I am working on a school assignment. There are a few tasks I need to complete that I've been stuck on for quite sometime now. These goals are a little more complicated then the problem I will lay out but, it will solve the underlying issue that I can't seem to figure out. Any help would be greatly appreciated.
Essentially, I have an html file and there is a vulnerable fake website hosted on my VM. It is essentially a login page through the iceweasel web browser. I have found the vulnerability as one of the fields simply echoes the post value. The user opens my page and it simple makes a post request to the fake website and I insert the script inside the value property of said input. Which looks something like this:
<input type="someType" name="someName" value=""/><script>alert('Hello');</script>">
The problem I am having is that this alert is happening on my webpage and I want it to execute the alert after the vulnerable webpage is loaded. Does anyone know how to accomplish such a feat?

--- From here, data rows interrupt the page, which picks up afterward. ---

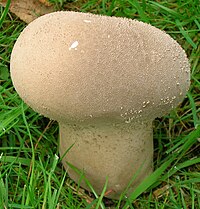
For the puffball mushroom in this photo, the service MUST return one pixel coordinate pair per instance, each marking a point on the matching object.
(104, 79)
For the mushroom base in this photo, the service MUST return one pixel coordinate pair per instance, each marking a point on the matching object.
(123, 153)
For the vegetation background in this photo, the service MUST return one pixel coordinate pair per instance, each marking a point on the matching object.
(31, 173)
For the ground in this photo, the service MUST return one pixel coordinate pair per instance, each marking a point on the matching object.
(31, 173)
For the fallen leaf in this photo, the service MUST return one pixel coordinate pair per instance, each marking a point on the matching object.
(28, 10)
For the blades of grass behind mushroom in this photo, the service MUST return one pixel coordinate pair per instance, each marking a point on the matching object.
(157, 176)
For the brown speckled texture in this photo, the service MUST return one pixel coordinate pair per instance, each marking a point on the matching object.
(120, 68)
(99, 77)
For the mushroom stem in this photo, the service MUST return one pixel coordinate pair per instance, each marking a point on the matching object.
(120, 152)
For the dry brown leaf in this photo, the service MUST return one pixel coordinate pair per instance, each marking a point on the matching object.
(28, 10)
(161, 191)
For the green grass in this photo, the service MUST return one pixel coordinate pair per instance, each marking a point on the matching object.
(31, 173)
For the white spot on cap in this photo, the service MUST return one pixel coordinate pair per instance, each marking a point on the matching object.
(74, 45)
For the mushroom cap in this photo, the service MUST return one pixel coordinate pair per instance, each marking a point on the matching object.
(74, 66)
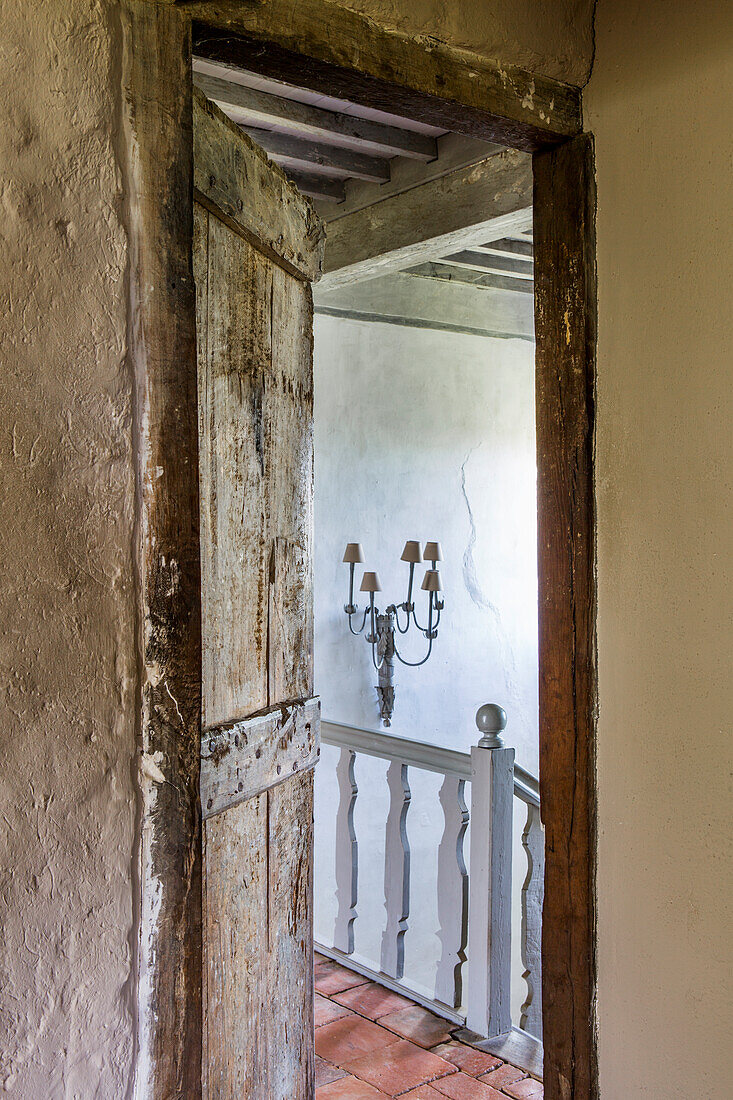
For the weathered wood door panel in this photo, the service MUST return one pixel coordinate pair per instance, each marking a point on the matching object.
(256, 245)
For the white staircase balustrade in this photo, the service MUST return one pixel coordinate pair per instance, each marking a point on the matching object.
(473, 976)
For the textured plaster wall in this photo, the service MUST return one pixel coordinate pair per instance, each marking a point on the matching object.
(67, 602)
(553, 37)
(660, 103)
(422, 433)
(429, 435)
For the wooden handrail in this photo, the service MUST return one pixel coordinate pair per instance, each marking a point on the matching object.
(476, 923)
(419, 755)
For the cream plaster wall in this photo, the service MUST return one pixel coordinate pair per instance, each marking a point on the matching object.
(659, 103)
(67, 601)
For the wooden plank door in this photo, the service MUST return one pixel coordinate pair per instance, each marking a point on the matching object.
(256, 246)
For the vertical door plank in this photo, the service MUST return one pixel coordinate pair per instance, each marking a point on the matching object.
(290, 488)
(236, 937)
(233, 369)
(288, 1014)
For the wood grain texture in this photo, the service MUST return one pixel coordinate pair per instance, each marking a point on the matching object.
(288, 450)
(248, 757)
(255, 417)
(466, 206)
(255, 413)
(233, 177)
(565, 321)
(162, 334)
(291, 1023)
(259, 953)
(236, 926)
(234, 353)
(329, 48)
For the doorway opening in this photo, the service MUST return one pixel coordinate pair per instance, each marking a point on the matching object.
(433, 86)
(425, 431)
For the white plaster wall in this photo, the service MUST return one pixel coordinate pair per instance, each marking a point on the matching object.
(660, 103)
(67, 602)
(429, 435)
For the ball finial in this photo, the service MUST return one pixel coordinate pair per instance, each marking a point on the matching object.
(491, 721)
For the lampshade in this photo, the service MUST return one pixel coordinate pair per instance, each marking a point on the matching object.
(370, 582)
(433, 552)
(431, 581)
(412, 552)
(353, 552)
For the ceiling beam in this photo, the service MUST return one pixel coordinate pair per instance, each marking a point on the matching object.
(510, 244)
(484, 262)
(326, 160)
(334, 50)
(254, 108)
(317, 187)
(485, 200)
(431, 270)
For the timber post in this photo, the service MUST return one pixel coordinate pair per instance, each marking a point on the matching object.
(490, 893)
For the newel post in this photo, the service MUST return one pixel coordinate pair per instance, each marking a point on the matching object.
(490, 889)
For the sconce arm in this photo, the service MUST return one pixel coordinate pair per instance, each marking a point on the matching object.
(363, 623)
(415, 664)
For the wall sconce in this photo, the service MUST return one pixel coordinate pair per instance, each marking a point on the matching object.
(383, 625)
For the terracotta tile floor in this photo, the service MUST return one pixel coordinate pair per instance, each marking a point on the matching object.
(371, 1043)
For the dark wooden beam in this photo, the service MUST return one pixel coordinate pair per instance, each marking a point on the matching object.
(341, 53)
(162, 351)
(296, 153)
(317, 187)
(255, 108)
(565, 327)
(436, 218)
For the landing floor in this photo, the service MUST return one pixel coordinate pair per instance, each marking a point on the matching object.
(371, 1044)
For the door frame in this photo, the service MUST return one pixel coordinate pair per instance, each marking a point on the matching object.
(345, 54)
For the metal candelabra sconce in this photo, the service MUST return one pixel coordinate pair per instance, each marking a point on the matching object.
(383, 625)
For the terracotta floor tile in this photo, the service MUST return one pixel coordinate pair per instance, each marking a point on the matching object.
(325, 1073)
(505, 1075)
(349, 1088)
(468, 1059)
(398, 1067)
(330, 978)
(423, 1092)
(462, 1087)
(417, 1024)
(528, 1089)
(372, 1000)
(342, 1041)
(326, 1011)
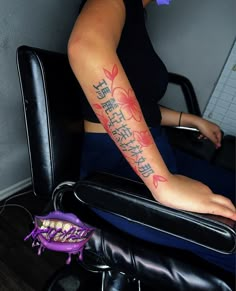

Edit Part3(Solved 2 myself finally):
Once I followed your suggestion of escaping the double quotes and < and > signs I was able to successfully get the alert to execute on the vulnerable web page. I was also successful in sending a function through the script(Part2) it was another syntax error.
For the next part I am dealing with is that I don't want the user to see the "> that is printed to the page when it loads. Is there a way to get rid of that text?
For example:
<input type="someType" name="someName"
value="""/><script>alert('Hello');</script>"/>
the "> is printed to the page. How do I get rid of that/hide it?